EXPERIMANTAL RESEARCH OF LIQUID FLOWS ALONG THE PIPES IN FIXED SYSTEMS OF AUTOMATIC WATER FIRE EXTINGUISHMENT
Abstract
Forecasting the hydrodynamics of fluxes with variable length flow, taking into account both the rheological factor and the geometric features of the pipeline, as well as the development of modern methods of calculation of similar fire-fighting water supply systems is based on a modern understanding of physical processes in them and taking into account the actual and physical modeling perspective direction of research. In addition, further progress in solving the outlined tasks is not possible without revealing the peculiarities of the influence of fluid distribution factors along the pipeline on the performance of the stationary water and foam fire extinguishing systems.
The creation of fire extinguishing tools and technologies is associated with the development of various types of switchgear that provide the required flow of water extinguishing agent, with the solution of the problem of pressure differential viscous fluids with variable length flow. This kind of research can be useful in irrigation systems used in cooling systems of various dangerous objects, in fire-fighting equipment (fixed water and foam fire extinguishing systems), fire-fighting vehicles, fire-fighting equipment, etc.

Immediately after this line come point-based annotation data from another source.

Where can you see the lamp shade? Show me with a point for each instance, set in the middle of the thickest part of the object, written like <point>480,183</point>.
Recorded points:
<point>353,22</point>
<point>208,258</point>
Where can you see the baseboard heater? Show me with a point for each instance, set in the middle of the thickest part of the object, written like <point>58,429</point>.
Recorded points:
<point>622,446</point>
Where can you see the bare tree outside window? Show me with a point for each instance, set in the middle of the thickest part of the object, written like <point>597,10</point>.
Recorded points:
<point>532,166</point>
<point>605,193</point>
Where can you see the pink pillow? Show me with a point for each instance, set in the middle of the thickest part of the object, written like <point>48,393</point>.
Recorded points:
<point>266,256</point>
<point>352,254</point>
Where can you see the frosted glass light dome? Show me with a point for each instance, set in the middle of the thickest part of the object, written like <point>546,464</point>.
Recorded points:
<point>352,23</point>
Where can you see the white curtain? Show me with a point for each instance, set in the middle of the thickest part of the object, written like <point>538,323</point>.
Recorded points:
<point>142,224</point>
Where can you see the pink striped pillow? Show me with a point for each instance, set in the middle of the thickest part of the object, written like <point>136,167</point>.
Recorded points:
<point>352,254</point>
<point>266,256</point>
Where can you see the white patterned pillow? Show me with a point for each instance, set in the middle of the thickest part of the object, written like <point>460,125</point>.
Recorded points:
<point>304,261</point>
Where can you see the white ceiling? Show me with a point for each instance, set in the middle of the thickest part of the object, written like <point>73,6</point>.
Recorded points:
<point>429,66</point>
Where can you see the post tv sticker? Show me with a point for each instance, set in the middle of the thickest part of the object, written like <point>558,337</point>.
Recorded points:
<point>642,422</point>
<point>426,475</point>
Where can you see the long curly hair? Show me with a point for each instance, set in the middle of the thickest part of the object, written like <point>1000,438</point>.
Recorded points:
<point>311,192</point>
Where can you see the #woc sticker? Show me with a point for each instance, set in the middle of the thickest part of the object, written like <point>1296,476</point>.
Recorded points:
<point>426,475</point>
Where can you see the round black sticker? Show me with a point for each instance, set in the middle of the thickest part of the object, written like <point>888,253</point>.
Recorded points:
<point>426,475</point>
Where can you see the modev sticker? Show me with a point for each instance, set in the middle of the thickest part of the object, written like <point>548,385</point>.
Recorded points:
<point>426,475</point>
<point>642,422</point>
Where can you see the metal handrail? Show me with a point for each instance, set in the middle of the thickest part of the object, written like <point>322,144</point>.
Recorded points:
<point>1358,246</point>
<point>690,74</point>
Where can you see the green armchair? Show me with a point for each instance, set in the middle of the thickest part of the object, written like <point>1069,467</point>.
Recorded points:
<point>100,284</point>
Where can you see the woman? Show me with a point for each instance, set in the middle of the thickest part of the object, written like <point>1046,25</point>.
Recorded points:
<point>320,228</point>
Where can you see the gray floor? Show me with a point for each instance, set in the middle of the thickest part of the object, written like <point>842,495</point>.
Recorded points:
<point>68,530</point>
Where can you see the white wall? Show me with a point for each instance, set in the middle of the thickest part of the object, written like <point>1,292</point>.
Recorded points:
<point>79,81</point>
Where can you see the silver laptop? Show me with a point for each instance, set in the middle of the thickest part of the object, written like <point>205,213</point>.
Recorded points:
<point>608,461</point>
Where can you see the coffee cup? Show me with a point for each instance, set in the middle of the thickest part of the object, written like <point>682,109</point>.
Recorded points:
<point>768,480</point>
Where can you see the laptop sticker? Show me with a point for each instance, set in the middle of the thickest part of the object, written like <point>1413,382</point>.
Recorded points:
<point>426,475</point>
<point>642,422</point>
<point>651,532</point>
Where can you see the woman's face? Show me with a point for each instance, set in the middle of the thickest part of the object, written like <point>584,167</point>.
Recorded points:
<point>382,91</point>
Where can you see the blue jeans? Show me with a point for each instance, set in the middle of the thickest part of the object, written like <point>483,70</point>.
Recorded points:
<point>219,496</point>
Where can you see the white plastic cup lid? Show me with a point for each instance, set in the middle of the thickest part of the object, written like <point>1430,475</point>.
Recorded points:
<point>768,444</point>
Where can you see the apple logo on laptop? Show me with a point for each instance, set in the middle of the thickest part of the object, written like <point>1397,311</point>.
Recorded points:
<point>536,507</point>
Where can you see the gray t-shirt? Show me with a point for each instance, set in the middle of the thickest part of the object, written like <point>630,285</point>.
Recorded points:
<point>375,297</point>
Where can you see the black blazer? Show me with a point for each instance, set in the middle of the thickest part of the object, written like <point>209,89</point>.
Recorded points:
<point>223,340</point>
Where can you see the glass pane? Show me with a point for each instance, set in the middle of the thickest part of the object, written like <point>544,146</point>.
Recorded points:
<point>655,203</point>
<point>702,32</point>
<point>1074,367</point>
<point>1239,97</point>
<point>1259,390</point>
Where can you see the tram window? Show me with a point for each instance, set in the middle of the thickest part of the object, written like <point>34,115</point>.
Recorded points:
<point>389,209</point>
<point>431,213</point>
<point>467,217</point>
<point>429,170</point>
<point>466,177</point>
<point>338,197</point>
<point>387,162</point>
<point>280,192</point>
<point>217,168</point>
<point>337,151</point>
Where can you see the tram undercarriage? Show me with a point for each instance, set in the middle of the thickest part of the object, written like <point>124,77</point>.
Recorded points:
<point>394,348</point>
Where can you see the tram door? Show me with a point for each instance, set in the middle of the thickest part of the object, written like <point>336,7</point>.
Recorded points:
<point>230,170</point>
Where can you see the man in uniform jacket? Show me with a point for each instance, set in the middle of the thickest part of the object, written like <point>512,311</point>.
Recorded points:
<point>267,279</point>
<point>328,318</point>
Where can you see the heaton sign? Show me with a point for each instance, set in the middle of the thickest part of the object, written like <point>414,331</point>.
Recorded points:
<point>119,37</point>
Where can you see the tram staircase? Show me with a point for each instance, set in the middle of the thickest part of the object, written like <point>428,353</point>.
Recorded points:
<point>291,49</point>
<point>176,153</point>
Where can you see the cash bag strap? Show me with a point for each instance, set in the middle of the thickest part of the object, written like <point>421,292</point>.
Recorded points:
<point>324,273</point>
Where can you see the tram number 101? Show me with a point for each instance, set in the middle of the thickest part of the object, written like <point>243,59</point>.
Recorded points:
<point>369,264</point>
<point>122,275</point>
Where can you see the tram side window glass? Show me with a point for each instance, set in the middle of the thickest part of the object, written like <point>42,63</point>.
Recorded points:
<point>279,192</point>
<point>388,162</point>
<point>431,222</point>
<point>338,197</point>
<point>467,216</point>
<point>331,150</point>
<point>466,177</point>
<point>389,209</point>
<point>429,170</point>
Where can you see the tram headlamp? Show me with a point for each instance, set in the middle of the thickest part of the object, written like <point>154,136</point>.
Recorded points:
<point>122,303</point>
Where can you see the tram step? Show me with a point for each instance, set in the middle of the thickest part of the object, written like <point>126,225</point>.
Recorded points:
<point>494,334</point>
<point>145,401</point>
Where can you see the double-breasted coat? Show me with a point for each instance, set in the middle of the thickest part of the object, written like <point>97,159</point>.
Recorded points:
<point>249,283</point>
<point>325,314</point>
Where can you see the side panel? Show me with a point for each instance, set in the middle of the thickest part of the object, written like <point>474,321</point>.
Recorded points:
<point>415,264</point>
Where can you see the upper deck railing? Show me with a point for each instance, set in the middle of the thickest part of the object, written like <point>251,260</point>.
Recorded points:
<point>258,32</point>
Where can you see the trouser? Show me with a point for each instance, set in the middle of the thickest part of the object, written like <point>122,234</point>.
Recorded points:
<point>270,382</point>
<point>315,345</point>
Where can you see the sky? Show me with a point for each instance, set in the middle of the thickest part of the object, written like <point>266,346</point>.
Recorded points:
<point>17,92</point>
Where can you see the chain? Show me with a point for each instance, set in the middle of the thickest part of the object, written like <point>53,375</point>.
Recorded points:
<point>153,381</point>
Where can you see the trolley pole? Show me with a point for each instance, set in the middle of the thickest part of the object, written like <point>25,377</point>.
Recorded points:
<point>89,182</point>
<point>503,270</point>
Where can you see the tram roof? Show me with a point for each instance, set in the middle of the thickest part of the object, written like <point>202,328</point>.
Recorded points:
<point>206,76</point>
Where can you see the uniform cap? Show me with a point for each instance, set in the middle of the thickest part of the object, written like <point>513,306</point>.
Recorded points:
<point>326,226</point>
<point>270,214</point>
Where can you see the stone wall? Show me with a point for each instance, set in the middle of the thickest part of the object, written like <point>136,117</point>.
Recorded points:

The difficulty of solving this type of problem is that when the fluid is distributed along the pipeline, the movement in its backbone is unstable, ie, when calculating energy losses, there is a need to take into account the influence of inertia forces from convective acceleration.
The results of the experiments of the study of viscous fluid flows in stationary systems of automatic water fire extinguishing with discrete fluid selection along the length of the pipeline are experimentally confirmed in the pipelines, the conclusions about the influence of the curved part of the pipeline on hydraulic losses are given.